Environmental protection and regulation is yet another missing component of a comprehensive energy security policy. Israel's supervisory laws, which provide for oversight on industrial activity, apply to the country's territorial waters but not to its EEZ, where most hydrocarbon drilling is done. This means that no one -- including exploration and production companies -- can "legally be accountable for damages that ensue there." Nor does the planning committee have jurisdiction over the EEZ, which gives gas companies free reign to operate without being required to perform due diligence, such as environmental-impact studies of drilling plans and safer alternatives. New guidelines have been proposed, but that legislation is not expected to pass in the immediate future, and it does not satisfy environmental groups, which lambaste loopholes in the text that could result in a disaster.

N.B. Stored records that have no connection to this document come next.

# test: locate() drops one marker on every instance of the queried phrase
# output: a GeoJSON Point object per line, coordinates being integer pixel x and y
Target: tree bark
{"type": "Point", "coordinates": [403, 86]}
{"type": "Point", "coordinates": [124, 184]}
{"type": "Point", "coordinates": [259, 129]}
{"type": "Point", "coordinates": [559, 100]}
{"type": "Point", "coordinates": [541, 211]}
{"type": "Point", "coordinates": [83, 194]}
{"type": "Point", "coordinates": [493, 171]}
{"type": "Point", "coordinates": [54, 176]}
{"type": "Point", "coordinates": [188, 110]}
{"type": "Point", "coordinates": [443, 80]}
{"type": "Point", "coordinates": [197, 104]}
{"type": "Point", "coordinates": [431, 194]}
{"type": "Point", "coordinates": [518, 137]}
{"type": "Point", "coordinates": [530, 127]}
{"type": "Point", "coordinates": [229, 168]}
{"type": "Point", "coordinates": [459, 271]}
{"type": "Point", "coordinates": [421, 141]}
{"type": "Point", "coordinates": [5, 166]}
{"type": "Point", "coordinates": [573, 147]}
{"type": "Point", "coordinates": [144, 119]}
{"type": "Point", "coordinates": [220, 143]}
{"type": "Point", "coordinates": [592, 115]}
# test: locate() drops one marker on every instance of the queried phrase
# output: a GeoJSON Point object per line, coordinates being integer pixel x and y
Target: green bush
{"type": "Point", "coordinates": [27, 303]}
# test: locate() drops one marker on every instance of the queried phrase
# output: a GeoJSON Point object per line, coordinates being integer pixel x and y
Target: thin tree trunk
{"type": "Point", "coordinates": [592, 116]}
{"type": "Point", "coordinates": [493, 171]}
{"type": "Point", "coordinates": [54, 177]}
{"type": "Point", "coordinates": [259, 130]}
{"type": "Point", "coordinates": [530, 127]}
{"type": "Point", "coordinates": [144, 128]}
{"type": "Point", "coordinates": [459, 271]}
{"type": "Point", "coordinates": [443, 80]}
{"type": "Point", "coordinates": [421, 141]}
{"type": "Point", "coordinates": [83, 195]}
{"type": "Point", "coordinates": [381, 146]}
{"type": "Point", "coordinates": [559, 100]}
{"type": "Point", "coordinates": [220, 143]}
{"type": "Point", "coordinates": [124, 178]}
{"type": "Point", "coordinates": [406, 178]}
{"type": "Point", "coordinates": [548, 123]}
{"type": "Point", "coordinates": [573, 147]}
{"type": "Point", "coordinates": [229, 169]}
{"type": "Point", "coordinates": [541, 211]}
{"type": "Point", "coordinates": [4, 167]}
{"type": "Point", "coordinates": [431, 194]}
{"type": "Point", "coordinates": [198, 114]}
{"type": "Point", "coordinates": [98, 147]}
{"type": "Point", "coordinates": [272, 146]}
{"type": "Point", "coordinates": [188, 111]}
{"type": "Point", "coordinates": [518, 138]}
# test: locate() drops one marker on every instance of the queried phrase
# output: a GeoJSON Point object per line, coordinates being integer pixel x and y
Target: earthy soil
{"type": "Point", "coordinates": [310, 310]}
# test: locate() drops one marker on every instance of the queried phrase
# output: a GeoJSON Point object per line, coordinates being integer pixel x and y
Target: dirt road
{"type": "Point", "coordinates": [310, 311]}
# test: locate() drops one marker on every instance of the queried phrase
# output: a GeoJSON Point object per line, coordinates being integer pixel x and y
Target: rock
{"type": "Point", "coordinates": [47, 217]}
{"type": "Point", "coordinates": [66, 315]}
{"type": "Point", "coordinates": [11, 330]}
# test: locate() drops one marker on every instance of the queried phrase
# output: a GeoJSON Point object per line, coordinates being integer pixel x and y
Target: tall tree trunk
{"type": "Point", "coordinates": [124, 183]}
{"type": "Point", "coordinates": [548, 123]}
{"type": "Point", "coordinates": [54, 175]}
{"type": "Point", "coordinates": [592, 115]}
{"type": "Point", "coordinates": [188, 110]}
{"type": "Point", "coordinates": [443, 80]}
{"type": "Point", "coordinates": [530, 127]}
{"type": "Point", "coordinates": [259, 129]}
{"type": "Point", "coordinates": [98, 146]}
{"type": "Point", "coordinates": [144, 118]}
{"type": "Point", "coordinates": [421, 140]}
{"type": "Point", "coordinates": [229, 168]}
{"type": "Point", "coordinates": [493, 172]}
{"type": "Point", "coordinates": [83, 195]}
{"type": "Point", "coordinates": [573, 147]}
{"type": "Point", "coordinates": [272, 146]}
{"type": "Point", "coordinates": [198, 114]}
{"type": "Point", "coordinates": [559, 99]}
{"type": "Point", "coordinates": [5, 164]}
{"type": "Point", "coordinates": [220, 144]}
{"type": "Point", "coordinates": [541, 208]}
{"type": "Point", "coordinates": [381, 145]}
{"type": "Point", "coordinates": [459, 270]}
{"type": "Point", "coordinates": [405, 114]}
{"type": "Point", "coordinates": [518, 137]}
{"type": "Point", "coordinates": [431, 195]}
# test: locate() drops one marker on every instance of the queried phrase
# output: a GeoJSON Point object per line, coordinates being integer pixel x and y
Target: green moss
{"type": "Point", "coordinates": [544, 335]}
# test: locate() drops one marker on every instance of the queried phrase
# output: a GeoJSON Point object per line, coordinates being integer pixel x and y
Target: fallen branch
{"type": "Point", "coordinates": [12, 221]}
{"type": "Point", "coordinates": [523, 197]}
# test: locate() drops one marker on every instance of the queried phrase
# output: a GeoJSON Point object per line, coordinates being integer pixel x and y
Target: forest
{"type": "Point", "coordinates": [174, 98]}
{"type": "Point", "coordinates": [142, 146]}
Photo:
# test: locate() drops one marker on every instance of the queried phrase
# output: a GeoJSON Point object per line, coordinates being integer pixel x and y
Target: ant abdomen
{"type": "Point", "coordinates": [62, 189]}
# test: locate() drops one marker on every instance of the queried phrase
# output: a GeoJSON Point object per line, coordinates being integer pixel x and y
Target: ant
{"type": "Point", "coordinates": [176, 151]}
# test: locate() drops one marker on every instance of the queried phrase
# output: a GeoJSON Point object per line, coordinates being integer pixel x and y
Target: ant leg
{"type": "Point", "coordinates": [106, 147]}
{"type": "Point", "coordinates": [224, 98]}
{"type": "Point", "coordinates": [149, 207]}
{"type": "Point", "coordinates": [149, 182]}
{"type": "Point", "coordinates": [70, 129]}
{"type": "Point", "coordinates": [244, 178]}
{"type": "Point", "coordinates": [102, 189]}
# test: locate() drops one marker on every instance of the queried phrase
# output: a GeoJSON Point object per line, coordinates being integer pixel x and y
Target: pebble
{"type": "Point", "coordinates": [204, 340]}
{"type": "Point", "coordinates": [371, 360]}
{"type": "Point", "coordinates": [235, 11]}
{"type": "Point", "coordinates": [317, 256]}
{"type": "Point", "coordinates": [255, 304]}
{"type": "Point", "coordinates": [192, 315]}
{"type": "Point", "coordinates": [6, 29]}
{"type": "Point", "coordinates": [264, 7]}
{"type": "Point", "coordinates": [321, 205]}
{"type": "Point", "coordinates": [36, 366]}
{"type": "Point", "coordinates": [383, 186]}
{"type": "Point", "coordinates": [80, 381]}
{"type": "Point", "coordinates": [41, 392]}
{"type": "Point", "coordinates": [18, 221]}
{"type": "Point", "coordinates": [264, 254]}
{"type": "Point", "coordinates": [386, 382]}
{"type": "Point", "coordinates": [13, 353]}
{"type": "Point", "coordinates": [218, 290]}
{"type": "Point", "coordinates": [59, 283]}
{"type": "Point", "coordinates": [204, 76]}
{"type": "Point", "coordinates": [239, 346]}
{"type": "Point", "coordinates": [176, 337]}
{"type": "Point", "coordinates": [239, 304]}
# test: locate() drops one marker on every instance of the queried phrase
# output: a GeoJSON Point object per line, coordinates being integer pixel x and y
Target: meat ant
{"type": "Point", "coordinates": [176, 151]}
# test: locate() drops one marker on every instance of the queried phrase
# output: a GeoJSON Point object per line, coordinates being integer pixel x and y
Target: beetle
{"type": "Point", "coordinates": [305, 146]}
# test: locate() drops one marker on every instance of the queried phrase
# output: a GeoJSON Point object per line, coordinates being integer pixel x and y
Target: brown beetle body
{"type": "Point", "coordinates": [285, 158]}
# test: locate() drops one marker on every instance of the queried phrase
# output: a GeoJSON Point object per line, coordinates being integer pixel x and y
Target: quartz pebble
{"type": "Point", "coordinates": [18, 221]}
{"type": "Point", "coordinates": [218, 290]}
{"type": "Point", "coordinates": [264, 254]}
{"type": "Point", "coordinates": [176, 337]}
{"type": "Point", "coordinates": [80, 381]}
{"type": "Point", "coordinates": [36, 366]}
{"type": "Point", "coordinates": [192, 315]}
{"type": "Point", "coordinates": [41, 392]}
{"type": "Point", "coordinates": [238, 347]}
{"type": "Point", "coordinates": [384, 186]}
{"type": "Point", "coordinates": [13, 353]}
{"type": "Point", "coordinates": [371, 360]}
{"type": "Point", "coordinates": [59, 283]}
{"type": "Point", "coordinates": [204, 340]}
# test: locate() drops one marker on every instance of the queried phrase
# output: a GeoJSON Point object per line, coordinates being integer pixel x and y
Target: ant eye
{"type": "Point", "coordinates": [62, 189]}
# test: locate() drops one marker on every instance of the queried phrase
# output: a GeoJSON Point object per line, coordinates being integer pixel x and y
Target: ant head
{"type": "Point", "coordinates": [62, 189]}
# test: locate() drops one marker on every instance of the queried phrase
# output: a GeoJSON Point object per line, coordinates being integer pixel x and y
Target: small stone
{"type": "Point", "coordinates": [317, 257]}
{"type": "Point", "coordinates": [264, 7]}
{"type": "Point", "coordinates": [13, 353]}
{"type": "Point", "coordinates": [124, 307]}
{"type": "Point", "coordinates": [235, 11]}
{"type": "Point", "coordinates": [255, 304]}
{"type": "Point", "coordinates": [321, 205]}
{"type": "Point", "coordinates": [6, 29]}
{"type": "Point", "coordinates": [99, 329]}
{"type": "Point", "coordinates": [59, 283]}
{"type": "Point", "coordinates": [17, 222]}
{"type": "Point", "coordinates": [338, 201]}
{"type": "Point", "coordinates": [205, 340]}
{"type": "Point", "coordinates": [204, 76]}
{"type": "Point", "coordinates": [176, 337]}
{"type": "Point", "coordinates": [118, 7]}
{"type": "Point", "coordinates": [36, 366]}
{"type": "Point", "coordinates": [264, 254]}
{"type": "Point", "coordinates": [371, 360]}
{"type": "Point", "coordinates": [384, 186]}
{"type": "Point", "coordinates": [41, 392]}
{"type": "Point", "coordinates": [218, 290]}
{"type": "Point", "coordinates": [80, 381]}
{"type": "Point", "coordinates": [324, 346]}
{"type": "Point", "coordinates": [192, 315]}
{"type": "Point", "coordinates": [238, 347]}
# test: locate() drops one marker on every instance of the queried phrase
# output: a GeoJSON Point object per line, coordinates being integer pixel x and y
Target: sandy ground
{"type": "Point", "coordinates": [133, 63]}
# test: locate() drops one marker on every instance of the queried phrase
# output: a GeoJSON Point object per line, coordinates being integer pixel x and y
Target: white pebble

Even though a comprehensive energy security policy is nonexistent, Israel has made some progress in asserting and enunciating a strategy. Natural gas platform defense is now unified under the navy, which is considered to be the only entity capable of protecting the EEZ. Rigs will still have private security forces, but they will always have to coordinate with the IDF. The government also changed the law forbidding the protection of infrastructure outside Israeli territorial waters, enabling the navy to extend its jurisdiction to the EEZ.
Despite the success of these important initiatives, the bigger picture remains a cause for concern. Any energy security policy advanced by Israel must be a comprehensive, concerted, and cohesive effort that mitigates any and every possible threat. Until this strategic necessity becomes a top priority for Israel's policymakers, the country will be subject to enormous risk.